1927 – 2020



Sergio was born on May 22, 1927 in Santiago, Chile. He lived in Chile, Brazil, England, and France and attended the Slade School of Fine Art. He moved to Paris to study printmaking at the renowned Atelier 17, where he met and fell in love with his future wife, artist, Adrienne Cullom. The two moved to New York City and worked together at Bob Blackburn’s Printmaking Workshop. After marrying, they had three daughters and settled in Mahopac, New York.
Sergio was an accomplished and prolific printmaker and painter. He was a contemporary artist and a master of intaglio and viscosity printing whose work was driven by a compulsion toward modernist form. After visiting Haida Gwaii, Canada he became fascinated with Haida art in which he saw a deeply spiritual and gloriously formalist view of life. This became and remained a powerful influence in his work. He was awarded a grant from the Adolph and Esther Gottlieb Foundation and received numerous awards in his lifetime including the UNESCO Prize at the International Biennial of Prints in Cracow, Poland, first prize at the XII Biennale of Latin American Prints from Latin America and The Caribbean in San Juan, Puerto Rico, and Trustees Prize for Painting at the Art of the Northeast Exhibit at the Silvermine Guild in New Canaan, CT.

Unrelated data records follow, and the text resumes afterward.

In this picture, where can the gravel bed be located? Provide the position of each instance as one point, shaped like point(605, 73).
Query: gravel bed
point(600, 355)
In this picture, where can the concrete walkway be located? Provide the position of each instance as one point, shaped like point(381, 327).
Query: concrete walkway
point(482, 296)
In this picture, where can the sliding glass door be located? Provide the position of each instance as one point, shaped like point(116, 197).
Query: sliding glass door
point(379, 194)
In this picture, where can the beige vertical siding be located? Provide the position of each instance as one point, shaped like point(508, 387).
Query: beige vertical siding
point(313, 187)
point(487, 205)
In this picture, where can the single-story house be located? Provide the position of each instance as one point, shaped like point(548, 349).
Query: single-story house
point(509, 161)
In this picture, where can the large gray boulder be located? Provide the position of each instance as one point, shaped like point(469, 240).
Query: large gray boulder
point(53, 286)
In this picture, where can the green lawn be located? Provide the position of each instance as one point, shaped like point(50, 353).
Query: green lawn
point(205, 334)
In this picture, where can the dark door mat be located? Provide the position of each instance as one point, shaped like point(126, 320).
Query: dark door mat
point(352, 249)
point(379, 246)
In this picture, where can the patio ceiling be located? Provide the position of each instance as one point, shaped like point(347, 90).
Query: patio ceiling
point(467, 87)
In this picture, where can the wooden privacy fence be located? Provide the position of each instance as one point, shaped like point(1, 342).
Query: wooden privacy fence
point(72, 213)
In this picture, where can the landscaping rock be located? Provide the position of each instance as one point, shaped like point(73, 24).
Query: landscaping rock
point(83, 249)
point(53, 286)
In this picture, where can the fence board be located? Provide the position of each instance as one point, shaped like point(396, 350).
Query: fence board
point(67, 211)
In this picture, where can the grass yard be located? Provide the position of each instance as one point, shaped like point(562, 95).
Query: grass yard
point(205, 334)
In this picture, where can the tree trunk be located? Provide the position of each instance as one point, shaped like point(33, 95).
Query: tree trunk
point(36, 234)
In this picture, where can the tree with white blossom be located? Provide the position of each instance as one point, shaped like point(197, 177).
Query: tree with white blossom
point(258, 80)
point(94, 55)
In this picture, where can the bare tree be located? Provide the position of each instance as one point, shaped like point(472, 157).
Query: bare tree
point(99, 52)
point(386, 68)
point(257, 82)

Gonzalez-Tornero was awarded a fellowship by the New York State Foundation for the Arts in 1987 and a grant from the Adolph and Ester Gottlieb Foundation in 1990. He is a member of the Society of American Graphic Artists, Boston Printmakers and the Philadelphia Print Club. His work has been included in numerous exhibitions internationally including the UNESCO Prize at the International Biennial of Prints in Cracow, Poland, first prize at the XII Biennale of Latin American Prints from Latin America and The Caribbean in San Juan, Puerto Rico. A retrospective exhibition of his prints was mounted in 1998 at the Antiguo Asilo de Beneficencia, in San Juan. Gonzalez-Tornero is included in numerous collections including the Museum of Modern Art, the Metropolitan Museum, the Brooklyn Museum, the New York Public Library, the Milwaukee Art Museum and the Madison Museum of Contemporary Art and the Victoria and Albert Museum.